A last note about the list - the stuff has to be of good quality. If you're doing stand-up comedy and you suck (sorry to be blunt), you're not going to get discovered. If the film you're in is horrible (and not in a good way), it's not going to help your career. 

And finally, even if your web series on YouTube is great, people have to see it, which means you also have to promote the hell out of it. Felicia Day went all over town putting up fliers for "The Guild" before it took off and helped her career.



Thursday, December 4, 2014

Memorizing lines for an audition

During the holiday season things usually slow down, but I've been getting a few auditions. And the roles have had a fair amount of lines for the auditions. This made me think of a question I've seen discussed on other sites - whether you need to have all the lines memorized.

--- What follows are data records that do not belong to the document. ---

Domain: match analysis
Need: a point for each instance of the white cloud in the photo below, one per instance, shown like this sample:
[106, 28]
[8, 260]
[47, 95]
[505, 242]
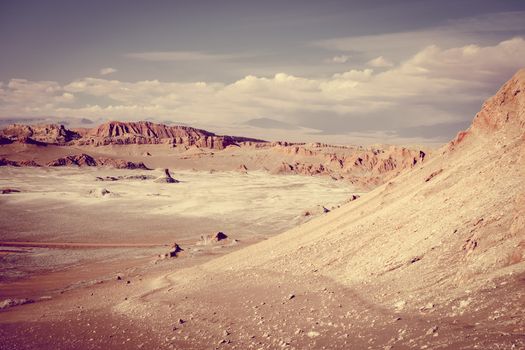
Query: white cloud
[454, 33]
[339, 59]
[380, 62]
[430, 87]
[167, 56]
[107, 71]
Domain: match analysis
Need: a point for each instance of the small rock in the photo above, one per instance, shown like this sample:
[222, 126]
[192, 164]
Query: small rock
[432, 330]
[175, 250]
[313, 334]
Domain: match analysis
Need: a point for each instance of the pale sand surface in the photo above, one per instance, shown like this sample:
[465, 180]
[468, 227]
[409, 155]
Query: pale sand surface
[57, 223]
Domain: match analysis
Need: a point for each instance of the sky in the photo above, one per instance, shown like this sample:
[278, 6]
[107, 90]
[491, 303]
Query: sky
[397, 71]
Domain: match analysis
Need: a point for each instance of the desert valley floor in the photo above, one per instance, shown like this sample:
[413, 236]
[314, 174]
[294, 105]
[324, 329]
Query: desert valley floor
[327, 247]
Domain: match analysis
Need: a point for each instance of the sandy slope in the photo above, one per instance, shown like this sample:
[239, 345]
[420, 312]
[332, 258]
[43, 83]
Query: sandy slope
[432, 259]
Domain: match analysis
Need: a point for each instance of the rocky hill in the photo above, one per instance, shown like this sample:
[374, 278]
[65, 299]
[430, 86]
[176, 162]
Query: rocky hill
[119, 133]
[434, 258]
[122, 133]
[189, 148]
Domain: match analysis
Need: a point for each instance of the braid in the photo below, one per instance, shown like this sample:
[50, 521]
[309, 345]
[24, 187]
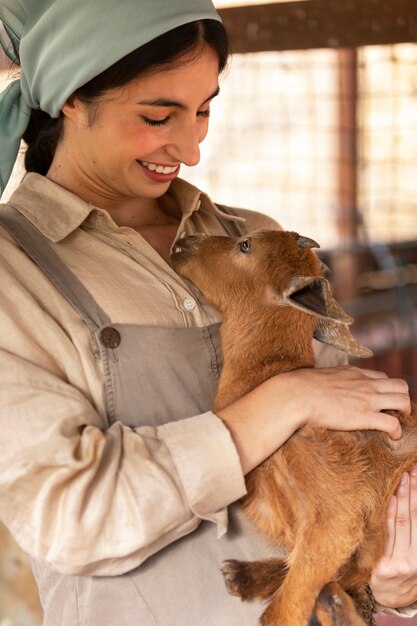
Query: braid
[41, 136]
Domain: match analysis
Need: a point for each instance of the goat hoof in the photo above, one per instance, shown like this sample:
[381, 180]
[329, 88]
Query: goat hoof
[236, 579]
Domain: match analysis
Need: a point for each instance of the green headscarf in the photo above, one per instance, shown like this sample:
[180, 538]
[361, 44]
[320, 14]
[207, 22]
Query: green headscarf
[62, 44]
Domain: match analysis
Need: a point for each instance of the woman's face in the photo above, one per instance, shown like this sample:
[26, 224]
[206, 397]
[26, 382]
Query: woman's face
[141, 133]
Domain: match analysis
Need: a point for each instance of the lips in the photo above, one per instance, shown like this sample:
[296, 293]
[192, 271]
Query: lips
[159, 169]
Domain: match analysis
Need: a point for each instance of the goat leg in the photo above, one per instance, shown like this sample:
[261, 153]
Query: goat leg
[365, 603]
[255, 579]
[334, 607]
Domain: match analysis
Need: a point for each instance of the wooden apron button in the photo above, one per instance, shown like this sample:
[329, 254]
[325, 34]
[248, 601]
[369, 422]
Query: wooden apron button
[110, 337]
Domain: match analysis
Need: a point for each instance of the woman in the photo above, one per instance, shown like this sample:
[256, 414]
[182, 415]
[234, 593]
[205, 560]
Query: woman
[115, 476]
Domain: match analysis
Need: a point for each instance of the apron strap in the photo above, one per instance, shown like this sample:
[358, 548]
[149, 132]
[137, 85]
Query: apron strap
[36, 246]
[233, 229]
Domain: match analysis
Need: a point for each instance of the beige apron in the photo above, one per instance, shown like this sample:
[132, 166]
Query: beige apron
[182, 584]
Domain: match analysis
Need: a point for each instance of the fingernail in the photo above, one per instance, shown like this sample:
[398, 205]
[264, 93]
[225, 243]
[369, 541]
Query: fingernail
[404, 479]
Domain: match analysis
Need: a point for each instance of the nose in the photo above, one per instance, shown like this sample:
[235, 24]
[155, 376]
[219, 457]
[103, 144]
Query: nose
[186, 145]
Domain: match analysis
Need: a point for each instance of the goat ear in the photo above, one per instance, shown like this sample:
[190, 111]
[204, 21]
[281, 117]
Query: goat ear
[314, 295]
[338, 335]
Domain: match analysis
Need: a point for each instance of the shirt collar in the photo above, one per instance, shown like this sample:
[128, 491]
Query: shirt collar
[57, 212]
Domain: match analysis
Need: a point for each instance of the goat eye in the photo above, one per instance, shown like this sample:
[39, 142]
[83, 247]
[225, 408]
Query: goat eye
[245, 246]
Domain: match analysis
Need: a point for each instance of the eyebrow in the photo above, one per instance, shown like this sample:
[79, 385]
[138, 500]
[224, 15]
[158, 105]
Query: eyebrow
[164, 102]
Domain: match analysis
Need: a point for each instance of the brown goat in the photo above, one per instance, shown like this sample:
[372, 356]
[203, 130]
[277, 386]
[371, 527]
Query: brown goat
[323, 495]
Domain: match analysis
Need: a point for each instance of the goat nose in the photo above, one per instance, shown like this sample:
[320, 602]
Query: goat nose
[306, 242]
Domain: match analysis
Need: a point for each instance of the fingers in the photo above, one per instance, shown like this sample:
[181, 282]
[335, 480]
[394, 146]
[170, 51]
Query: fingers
[385, 423]
[413, 507]
[373, 373]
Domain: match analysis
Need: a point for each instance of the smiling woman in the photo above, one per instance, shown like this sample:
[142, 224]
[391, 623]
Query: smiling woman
[116, 476]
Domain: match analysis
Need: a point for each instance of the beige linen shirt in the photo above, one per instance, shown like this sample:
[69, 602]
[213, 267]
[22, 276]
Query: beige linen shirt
[85, 497]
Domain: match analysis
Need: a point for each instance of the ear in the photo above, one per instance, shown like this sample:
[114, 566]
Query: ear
[314, 295]
[74, 110]
[338, 335]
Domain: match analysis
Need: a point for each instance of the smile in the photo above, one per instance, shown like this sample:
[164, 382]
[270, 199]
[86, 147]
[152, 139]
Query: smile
[159, 169]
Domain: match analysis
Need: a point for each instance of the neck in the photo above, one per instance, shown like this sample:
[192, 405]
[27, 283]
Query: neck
[256, 347]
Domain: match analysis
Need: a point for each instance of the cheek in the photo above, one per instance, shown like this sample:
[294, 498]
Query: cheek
[202, 132]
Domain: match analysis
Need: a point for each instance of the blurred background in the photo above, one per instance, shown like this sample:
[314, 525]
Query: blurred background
[316, 126]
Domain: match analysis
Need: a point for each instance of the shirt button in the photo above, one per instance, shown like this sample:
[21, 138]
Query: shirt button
[110, 337]
[189, 304]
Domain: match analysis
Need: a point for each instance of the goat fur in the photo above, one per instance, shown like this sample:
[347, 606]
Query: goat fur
[323, 495]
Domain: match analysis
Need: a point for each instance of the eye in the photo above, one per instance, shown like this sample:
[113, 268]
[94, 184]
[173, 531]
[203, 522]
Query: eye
[245, 246]
[150, 122]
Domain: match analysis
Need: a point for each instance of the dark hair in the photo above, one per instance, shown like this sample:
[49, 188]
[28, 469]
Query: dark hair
[43, 132]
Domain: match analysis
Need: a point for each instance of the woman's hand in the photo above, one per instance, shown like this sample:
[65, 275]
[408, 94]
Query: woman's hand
[337, 398]
[394, 580]
[356, 397]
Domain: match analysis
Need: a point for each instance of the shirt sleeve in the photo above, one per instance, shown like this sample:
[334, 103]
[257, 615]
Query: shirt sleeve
[68, 485]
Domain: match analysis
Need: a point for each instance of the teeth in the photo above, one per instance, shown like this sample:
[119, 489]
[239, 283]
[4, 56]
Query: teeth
[159, 169]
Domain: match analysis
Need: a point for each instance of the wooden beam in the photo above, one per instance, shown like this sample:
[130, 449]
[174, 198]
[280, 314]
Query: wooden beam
[320, 24]
[347, 266]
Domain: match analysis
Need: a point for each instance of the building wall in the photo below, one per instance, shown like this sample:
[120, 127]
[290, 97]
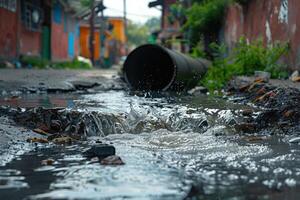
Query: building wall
[119, 29]
[64, 35]
[30, 42]
[8, 36]
[84, 42]
[271, 20]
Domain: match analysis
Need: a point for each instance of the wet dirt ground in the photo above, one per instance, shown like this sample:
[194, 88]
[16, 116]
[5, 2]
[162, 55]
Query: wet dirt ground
[174, 146]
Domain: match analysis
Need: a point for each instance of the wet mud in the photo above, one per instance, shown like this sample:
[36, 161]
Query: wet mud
[167, 146]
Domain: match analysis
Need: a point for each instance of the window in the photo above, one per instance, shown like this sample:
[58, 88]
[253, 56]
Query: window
[9, 5]
[31, 16]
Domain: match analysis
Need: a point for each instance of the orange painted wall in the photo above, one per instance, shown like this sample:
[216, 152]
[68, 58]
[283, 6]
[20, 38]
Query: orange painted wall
[119, 30]
[84, 43]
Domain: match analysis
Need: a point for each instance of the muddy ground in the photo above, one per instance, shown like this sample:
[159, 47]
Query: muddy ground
[254, 118]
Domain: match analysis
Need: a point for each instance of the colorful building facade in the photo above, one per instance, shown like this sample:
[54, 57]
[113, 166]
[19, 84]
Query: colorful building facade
[41, 28]
[110, 45]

Here's how the answer breaks down in my experience:

If it's for a commercial, and you've had the copy (the lines) for a day or more before the audition, then you are expected to be letter perfect. If the copy is not available until you show up for the audition, and it's only a line or two, you will be expected to be letter perfect. If it's a lot of lines, you'll be expected to be close to perfect. I know that sounds crazy, but that's what they will expect in most cases. There is usually very time in the commercial world to learn lines, so the person who is quick with memorization has an advantage. Yes, you obviously have to be a good commercial actor, but remember, they often call in a large number of actors to audition, so there's going to be ones that are both good actors, and fast memorizers.

The general rule of thumb is - the faster the production shoots, the faster they want those lines memorized. Makes sense, yeah?

TV is kind of like commercials - it shoots fast, but the skills of the actor become a little more important than just memorization. As long as you don't screw up the lines too badly, your acting can make up for some mistakes. At an audition for a recurring role on a popular show, I screwed up the few lines I had both times I read and still got the part! Why? - well, maybe because I looked like the actor whose brother I was playing. Or maybe because I'm brilliant. But probably the look-alike thing.

With films, you get more time. You will usually get the sides a few days ahead of your audition, and as long as you give a strong reading as the character, the words don't have to be perfect. You'll usually have plenty of time to work on the lines before the shooting starts, and the director and producer know that.

And a play? Most plays are in rehearsal for at least 3-4 weeks (sometimes longer), so like a film, it's more about your interpretation of the character than it is about memorization.